According to the scenario, a rupture at Bombay Beach would shoot northwest up the Coachella Valley, instantly striking at regional transportation routes like Interstate 10, communication lines and pipelines that cross this area. State highways that have been seismically retrofitted (at a cost of $6 billion) may survive, but damage to local roads, bridges and overpasses could take weeks to months to fix.

Buildings that have been built strictly to code may stay upright, but the thousands that aren’t built to code or haven’t been retrofitted yet would likely crumple throughout many towns, including Los Angeles and San Bernardino. Electrical power disruption could cause chaos, and could topple water treatment and sewage systems and communications networks. But “the biggest long-term problem is extended disruption to the water conveyance system,” Perry says.

“In communities with proactive disaster planning, rebuilding can begin without delay,” Perry says. But even some well-prepared communities, such as Christchurch, New Zealand, which has been hit by several large quakes and thousands of aftershocks over the last two years, would struggle with a quake that size — especially with ongoing aftershocks.

Resilient societies would bounce back quickly and recover within a few years, while those that are less resilient would take longer, and some may never fully recover. “In 2010, the magnitude-7.0 Haiti earthquake caused enormous, long-lasting devastation, while the [magnitude-] 8.8 Chile quake, which released nearly 1,000 times more energy, saw relatively modest levels of destruction,” Perry says.
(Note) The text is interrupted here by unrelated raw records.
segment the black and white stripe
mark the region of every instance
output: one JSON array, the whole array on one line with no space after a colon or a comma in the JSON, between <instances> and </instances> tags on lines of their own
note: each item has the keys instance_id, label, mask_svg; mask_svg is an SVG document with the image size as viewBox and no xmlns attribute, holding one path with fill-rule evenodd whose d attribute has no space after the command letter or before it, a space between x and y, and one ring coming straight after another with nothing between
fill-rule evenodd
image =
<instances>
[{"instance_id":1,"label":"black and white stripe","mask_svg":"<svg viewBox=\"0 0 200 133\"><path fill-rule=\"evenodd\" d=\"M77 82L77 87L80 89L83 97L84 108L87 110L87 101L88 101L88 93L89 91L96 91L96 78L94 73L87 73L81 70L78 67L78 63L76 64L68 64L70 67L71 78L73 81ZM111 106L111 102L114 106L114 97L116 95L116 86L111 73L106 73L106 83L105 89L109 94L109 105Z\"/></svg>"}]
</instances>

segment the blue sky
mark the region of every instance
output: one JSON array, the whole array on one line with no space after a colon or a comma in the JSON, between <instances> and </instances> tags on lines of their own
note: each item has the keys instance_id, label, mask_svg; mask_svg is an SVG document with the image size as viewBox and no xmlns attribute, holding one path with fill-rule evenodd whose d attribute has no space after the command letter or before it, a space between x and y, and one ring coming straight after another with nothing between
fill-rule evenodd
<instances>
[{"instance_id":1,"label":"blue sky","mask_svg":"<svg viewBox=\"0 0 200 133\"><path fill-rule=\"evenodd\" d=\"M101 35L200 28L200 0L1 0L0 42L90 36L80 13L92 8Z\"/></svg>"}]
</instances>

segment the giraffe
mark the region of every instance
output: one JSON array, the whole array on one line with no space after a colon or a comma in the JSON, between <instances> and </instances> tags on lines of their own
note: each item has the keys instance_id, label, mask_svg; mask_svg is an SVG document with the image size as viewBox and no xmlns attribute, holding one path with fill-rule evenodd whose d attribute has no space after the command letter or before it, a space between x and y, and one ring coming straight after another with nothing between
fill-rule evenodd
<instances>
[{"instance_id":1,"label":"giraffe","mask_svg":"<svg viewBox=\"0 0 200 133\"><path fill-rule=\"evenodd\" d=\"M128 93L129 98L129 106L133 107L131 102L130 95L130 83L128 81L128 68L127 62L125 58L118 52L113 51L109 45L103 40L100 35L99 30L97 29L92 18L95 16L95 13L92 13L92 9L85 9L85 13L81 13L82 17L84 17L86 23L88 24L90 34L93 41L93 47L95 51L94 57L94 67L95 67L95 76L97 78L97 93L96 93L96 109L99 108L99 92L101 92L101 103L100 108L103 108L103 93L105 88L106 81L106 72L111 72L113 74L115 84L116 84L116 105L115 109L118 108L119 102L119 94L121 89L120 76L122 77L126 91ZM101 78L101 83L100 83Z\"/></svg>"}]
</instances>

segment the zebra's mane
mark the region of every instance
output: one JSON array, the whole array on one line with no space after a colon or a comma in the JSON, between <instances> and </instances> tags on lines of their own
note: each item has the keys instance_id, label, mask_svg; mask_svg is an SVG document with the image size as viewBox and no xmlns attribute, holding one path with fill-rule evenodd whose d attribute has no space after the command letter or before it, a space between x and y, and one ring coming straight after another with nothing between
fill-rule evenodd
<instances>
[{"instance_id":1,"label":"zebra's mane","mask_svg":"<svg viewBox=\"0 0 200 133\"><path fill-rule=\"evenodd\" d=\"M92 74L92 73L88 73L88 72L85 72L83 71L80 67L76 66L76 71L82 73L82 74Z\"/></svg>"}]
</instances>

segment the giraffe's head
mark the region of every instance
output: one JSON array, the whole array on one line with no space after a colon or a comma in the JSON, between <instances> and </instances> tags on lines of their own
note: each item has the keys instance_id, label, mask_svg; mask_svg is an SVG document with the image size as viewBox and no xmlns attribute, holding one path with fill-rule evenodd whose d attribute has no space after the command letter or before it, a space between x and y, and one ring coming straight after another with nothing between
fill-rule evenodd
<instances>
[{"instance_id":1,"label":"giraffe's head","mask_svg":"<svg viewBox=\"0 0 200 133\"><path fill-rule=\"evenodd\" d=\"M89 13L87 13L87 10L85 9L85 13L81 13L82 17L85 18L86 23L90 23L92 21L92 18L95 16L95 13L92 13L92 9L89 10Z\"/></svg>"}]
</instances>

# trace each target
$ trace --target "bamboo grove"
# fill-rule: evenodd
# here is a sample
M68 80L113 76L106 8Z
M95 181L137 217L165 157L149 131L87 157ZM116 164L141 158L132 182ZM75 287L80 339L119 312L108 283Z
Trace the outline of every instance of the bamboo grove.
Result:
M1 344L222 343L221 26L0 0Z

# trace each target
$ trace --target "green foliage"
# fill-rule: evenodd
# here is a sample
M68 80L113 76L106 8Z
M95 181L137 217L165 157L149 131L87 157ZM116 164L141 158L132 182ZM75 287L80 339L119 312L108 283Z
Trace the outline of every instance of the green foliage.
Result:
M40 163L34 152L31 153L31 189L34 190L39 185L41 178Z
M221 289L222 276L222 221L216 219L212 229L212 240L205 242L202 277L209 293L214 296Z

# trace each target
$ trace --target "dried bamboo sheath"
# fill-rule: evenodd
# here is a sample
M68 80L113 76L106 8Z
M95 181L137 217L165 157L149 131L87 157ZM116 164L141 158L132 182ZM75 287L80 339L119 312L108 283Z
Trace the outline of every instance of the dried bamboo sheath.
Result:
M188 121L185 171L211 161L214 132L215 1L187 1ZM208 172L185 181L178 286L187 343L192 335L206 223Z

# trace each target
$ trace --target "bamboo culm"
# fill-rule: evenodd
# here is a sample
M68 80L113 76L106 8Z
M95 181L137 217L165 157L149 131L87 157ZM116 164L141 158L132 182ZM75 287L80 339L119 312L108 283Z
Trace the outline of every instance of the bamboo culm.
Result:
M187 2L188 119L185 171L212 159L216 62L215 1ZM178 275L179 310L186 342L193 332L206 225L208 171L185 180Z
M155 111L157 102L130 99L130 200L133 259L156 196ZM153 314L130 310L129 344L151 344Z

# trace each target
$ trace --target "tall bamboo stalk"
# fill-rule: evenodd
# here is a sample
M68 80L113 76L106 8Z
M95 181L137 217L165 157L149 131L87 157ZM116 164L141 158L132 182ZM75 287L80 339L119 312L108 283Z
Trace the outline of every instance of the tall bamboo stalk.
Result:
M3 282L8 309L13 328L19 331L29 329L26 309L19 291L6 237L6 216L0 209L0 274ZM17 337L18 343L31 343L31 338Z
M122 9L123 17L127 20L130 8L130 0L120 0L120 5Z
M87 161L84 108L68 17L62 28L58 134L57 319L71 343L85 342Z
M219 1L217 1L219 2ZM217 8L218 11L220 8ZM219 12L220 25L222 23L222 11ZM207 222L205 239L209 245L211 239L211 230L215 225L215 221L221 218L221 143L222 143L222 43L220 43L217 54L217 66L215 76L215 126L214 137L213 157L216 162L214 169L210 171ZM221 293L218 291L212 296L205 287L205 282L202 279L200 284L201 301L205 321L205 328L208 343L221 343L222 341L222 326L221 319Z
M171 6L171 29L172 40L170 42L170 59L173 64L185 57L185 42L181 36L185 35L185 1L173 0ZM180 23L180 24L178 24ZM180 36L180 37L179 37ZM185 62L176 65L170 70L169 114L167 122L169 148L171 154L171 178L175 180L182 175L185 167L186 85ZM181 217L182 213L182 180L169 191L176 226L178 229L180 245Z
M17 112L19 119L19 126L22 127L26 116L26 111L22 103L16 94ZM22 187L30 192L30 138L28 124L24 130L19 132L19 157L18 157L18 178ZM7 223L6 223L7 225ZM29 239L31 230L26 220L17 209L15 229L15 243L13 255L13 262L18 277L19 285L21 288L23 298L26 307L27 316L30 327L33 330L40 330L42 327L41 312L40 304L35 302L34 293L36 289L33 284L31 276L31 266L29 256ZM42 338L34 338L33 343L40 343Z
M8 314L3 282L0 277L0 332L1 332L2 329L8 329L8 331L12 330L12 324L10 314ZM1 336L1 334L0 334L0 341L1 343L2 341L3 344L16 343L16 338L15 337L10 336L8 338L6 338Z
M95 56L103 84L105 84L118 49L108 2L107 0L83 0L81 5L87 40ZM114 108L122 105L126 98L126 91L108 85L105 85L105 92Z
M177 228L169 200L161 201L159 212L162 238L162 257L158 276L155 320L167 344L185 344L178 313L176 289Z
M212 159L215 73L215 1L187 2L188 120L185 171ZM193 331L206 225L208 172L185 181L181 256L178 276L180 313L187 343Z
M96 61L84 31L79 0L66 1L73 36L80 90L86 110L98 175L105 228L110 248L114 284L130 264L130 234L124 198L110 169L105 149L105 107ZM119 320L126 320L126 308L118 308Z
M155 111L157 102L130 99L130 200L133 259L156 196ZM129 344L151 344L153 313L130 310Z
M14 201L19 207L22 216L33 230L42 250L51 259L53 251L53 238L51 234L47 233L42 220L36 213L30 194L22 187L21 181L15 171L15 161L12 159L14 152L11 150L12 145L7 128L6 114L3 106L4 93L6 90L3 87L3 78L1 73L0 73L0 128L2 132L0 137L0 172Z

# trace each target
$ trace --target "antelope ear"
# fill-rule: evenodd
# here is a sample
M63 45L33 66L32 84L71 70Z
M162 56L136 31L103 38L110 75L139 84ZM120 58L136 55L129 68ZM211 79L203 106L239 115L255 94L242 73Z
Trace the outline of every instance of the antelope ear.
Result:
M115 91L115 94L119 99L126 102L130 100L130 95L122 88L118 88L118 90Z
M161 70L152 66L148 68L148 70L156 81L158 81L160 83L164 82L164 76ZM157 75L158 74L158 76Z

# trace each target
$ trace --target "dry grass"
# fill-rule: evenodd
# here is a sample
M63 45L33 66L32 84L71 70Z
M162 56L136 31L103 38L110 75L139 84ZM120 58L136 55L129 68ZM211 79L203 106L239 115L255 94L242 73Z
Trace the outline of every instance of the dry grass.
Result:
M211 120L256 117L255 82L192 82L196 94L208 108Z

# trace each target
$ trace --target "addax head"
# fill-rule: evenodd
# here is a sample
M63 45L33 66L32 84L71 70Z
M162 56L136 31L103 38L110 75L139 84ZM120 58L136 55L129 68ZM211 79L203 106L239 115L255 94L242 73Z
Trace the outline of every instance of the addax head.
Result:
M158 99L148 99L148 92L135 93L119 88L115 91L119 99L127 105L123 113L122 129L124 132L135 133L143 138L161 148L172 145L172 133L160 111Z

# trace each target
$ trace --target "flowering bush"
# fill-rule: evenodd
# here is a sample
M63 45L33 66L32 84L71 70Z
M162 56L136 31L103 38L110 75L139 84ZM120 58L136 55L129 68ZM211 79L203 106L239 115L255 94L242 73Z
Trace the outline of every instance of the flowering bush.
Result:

Chile was better prepared to start with, and “Chilean society is more resilient to disasters.”

Adequate investment, planning and preparation can identify necessary and realistic precautions that individuals, schools and businesses can take, alongside actions by organizations, communities and governments — that’s a large part of the goal of the ShakeOut drills. Fortunately, in many cases, scientists know where earthquakes are most likely to strike and therefore which communities should prepare for such events, Perry says. Of course, preparation has costs and officials have to work with cost-benefit analyses; it’s not always practical to retrofit entire communities.

To Prepare or Not to Prepare?

Most world-changing events that punctuate the vast prehistory of our planet are lent exaggerated immediacy by prophets of doom. Scientists who study such events concede that these hazards can change lives when they occur. However, the highly infrequent nature and scale of total threat posed make preparation for all potential hazards an unrealistic, impractical and impossible venture. It is fortunate that truly global catastrophic events are rare.

That said, realistic fears surrounding local and regional threats posed by small to mid-sized asteroids and volcanic eruptions, and larger earthquakes and solar flares, can often be addressed, and in some instances, dismissed with sustained research. The Spaceguard Survey and the ShakeOut drills have shown that we may profit from scientific advancements through enhanced understanding and sense of well-being, as much as through preparation and the prevention of human or material loss.

Perhaps, if the December 21, 2012, infers a passing, it is not of a world but an age, as the time comes when we understand our home as not something to fear, but rather to appreciate and respect.